Kutsch: My goals for the team for the 2018 season are to beat more out-of-conference teams, and go undefeated again in the SWAC as well as win the conference tournament. It would also be awesome to upset someone in the 1st round of the NCAA tournament. My goals for myself are to win Setter of the Year and First Team All-Conference again as well as tournament MVP or All-Tournament team. I also have a dream of being an All-American. I know that may be a long shot but might as well set high goals for senior year!! I also want to enjoy my senior year on the good days and bad days because I know I’m going to blink and it will be over.
PVB: What are your plans after college?
Kutsch: After college, I don’t have plans or any desire to play professionally honestly. As sad as I am that I will play my last competitive volleyball game this year, I think that chapter of my life is coming to an end. I see myself coaching probably as most do. I also want to come back home after I graduate in May to finish up some prerequisite classes for physical therapy school. So it will kind of be a gap year for me but I will be finishing up some classes that weren’t required for me to get my bachelor’s but are required for PT School. Then I plan on going to PT school, not sure where yet, but to get my Doctors of Physical Therapy. I also would love to coach with my dad (at South Torrance) and maybe win our 2nd CIF title together.
PVB: If you could turn back the clock, would you do it again?
Kutsch: I would absolutely not change a thing. I’ve met some amazing people like one of my best friends, Candace, my assistant coach, LaToya Clark, who’s been there through it all for me; and also my boyfriend, who played baseball at ASU. I’ve learned and grown up so much in more ways than I could have imagined for myself when making my decision to go to ASU at 17. I’ve made so many amazing memories that wouldn’t have happened if it weren’t for going to Alabama State.
PVB: How have you grown as a person from having attended an HBCU?
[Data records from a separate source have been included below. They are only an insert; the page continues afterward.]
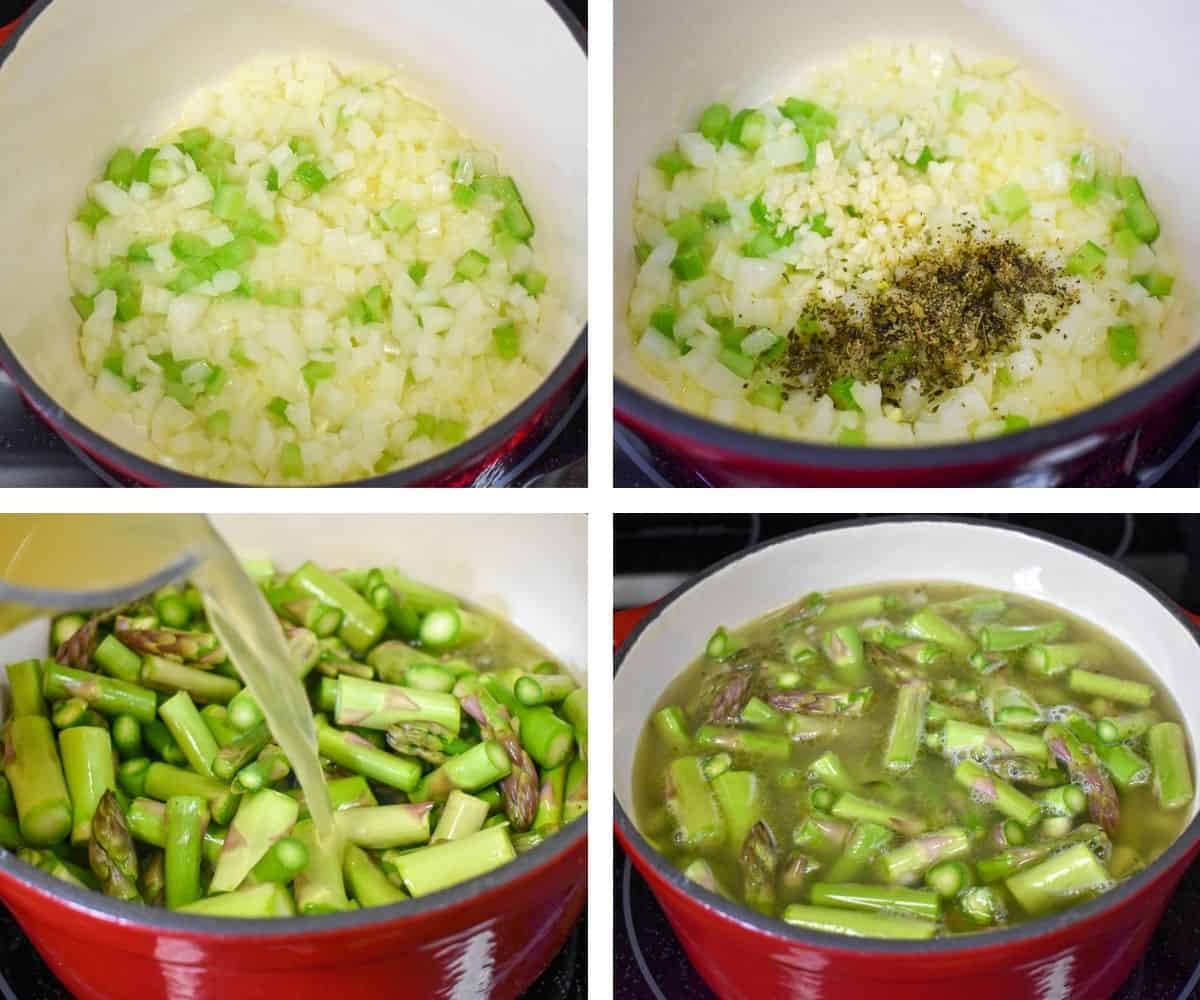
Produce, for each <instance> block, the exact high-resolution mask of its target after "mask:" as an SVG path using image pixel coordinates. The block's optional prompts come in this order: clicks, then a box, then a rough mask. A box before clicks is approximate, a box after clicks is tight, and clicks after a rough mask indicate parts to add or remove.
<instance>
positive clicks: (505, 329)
mask: <svg viewBox="0 0 1200 1000" xmlns="http://www.w3.org/2000/svg"><path fill="white" fill-rule="evenodd" d="M492 340H493V341H494V342H496V353H497V354H499V355H500V357H502V358H503V359H504V360H505V361H511V360H512V359H514V358H516V357H517V354H520V353H521V340H520V336H518V335H517V328H516V325H514V324H512V323H502V324H500V325H499V327H497V328H496V329H493V330H492Z"/></svg>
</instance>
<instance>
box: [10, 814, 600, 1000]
mask: <svg viewBox="0 0 1200 1000" xmlns="http://www.w3.org/2000/svg"><path fill="white" fill-rule="evenodd" d="M12 866H13V863H10V864H6V866H4V867H0V896H2V897H4V902H5V904H6V905H7V906H8V908H10V909H11V910H12V912H13V914H14V916H16V917H17V920H18V922H19V923H20V926H22V927H23V928H24V930H25V933H26V934H28V935H29V938H30V940H32V942H34V946H35V947H36V948H37V951H38V952H40V953H41V954H42V957H43V958H44V959H46V962H47V964H48V965H49V966H50V969H52V971H53V972H54V975H55V976H58V977H59V978H60V980H61V981H62V983H64V984H65V986H66V987H67V989H70V990H71V993H72V994H73V995H74V996H77V998H79V1000H241V998H253V1000H332V999H334V998H337V1000H350V998H360V996H379V998H390V996H414V998H433V996H439V998H476V996H480V998H481V996H491V998H503V999H504V1000H508V998H515V996H517V995H520V994H521V993H522V992H523V990H526V989H527V988H528V987H529V986H530V984H532V983H533V981H534V980H535V978H536V977H538V976H539V975H540V974H541V972H542V971H544V970H545V969H546V966H547V965H550V963H551V960H552V959H553V957H554V956H556V954H557V953H558V952H559V950H560V948H562V947H563V945H564V942H565V940H566V938H568V935H569V933H570V930H571V928H572V927H574V924H575V922H576V921H577V920H578V917H580V914H581V912H582V910H583V904H584V900H586V890H587V838H586V837H580V838H578V839H577V842H576V843H575V844H574V845H572V846H571V848H570V849H568V850H565V851H562V852H559V854H557V855H553V856H552V857H551V858H550V860H548V861H547V862H545V863H544V864H542V866H541V867H539V868H536V869H534V870H533V872H530V873H528V874H526V875H524V876H523V878H521V879H514V880H511V881H506V882H504V884H503V885H502V886H499V887H497V888H493V890H491V891H490V892H487V893H481V894H479V896H472V897H468V898H467V899H463V900H462V902H460V903H457V904H452V905H448V906H444V908H440V909H437V910H433V911H430V912H424V914H419V915H415V916H410V917H400V918H395V920H386V921H383V920H380V921H377V922H373V923H368V924H359V926H355V927H352V928H346V929H337V930H324V932H319V933H305V930H304V929H302V928H304V924H302V922H298V923H296V924H295V926H296V927H299V928H300V929H299V930H298V932H296V933H294V934H287V935H282V934H281V935H272V936H251V935H248V934H245V933H236V930H234V932H233V933H228V934H220V933H218V934H199V933H180V932H166V930H158V929H152V928H148V927H143V926H139V924H138V923H137V922H136V920H131V921H120V920H115V918H113V917H110V916H106V915H103V914H98V912H94V911H89V910H83V909H78V908H74V906H71V905H68V904H66V903H64V902H62V900H61V899H59V898H56V897H54V896H52V894H49V893H46V892H43V891H41V890H38V888H35V887H32V886H30V885H28V884H25V882H23V881H22V880H20V879H19V878H17V875H14V874H13V872H12V870H11V869H12ZM131 914H134V915H136V911H134V910H131ZM229 923H230V926H235V924H236V921H230V922H229Z"/></svg>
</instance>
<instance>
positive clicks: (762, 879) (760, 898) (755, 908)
mask: <svg viewBox="0 0 1200 1000" xmlns="http://www.w3.org/2000/svg"><path fill="white" fill-rule="evenodd" d="M739 861H740V863H742V892H743V896H744V897H745V902H746V905H748V906H752V908H754V909H755V910H758V911H760V912H763V914H773V912H774V910H775V880H776V876H778V874H779V850H778V849H776V846H775V834H774V833H772V830H770V827H769V826H768V825H767V822H766V820H758V821H757V822H756V824H755V825H754V826H752V827H750V833H748V834H746V838H745V842H744V843H743V844H742V854H740V856H739Z"/></svg>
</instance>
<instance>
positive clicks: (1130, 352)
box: [1109, 323, 1138, 367]
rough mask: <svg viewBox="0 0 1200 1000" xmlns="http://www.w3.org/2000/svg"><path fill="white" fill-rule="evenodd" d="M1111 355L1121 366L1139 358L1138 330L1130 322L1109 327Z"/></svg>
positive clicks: (1118, 363)
mask: <svg viewBox="0 0 1200 1000" xmlns="http://www.w3.org/2000/svg"><path fill="white" fill-rule="evenodd" d="M1109 357H1110V358H1111V359H1112V360H1114V361H1116V363H1117V364H1118V365H1120V366H1121V367H1124V366H1126V365H1132V364H1133V363H1134V361H1136V360H1138V331H1136V330H1135V329H1134V328H1133V327H1132V325H1130V324H1128V323H1122V324H1121V325H1118V327H1109Z"/></svg>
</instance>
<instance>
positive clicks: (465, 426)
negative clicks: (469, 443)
mask: <svg viewBox="0 0 1200 1000" xmlns="http://www.w3.org/2000/svg"><path fill="white" fill-rule="evenodd" d="M466 437H467V425H466V424H464V423H463V421H462V420H450V419H448V418H442V419H440V420H438V426H437V429H436V430H434V431H433V438H434V441H438V442H440V443H442V444H458V443H460V442H461V441H463V439H466Z"/></svg>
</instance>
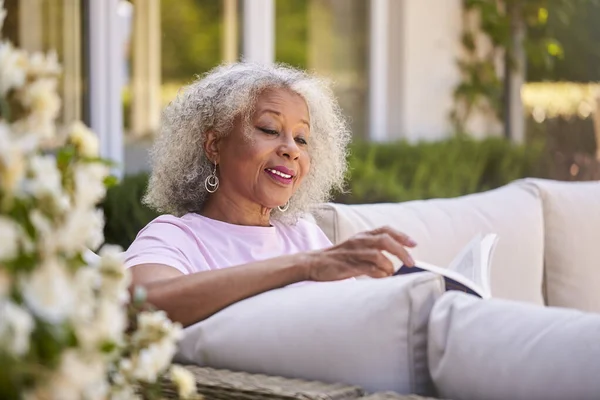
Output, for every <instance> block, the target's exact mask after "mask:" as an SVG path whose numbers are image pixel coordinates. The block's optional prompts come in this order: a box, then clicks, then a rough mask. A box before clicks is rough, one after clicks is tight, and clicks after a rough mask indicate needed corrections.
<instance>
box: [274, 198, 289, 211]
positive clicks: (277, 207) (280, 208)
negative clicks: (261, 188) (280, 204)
mask: <svg viewBox="0 0 600 400" xmlns="http://www.w3.org/2000/svg"><path fill="white" fill-rule="evenodd" d="M288 208H290V201H289V200H288V202H287V203H285V204H284V205H283V207H282V206H277V209H278V210H279V211H281V212H286V211H287V209H288Z"/></svg>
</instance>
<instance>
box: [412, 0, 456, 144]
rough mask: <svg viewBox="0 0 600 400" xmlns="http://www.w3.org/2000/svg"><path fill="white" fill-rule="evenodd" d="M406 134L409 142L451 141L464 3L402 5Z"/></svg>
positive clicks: (430, 1) (438, 1)
mask: <svg viewBox="0 0 600 400" xmlns="http://www.w3.org/2000/svg"><path fill="white" fill-rule="evenodd" d="M403 11H404V12H403V15H402V17H403V18H402V23H403V24H404V36H405V40H404V51H403V61H404V65H403V82H404V104H403V107H404V110H403V112H402V114H403V115H404V131H405V137H406V138H407V139H409V140H411V141H416V140H436V139H440V138H443V137H445V136H448V135H449V134H450V133H451V126H450V123H449V119H448V115H449V113H450V111H451V109H452V104H453V99H452V92H453V90H454V87H455V86H456V85H457V83H458V82H459V80H460V75H459V71H458V68H457V66H456V59H457V57H458V56H459V54H460V34H461V30H462V2H461V0H443V1H440V0H404V10H403Z"/></svg>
Kutsch: I was already pretty independent but I have become way more so by moving across the country. I’ve have become so much more mature and someone that I’m really proud to be. I’ve done so many things that I never thought I could do. I’ve become more physically and mentally stronger than I ever thought possible. I’ve also learned so much from going to an HBCU, stuff that I think my friends from home that go predominantly white institutions will not get the opportunity to learn firsthand. I think I’ve become more socially and culturally aware of how things really are for minorities in the United States. My teammates and coaches alone have taught me so much about black culture than I ever knew before and I think it’s good knowledge to have. Going to an HBCU has made me a better person.
PVB: What advice would you give to someone like you considering this option?
Kutsch: The advice I would give to someone in my position is to embrace it and don’t be scared if you’re considering going to an HBCU. It’s a great learning experience that you won’t get anywhere else. Good or bad experience, you will learn more about yourself. I think that I have learned more about myself in going to an HBCU than I would have going to a predominantly white institution. It’s going to be uncomfortable sometimes but that’s when you learn who you really are.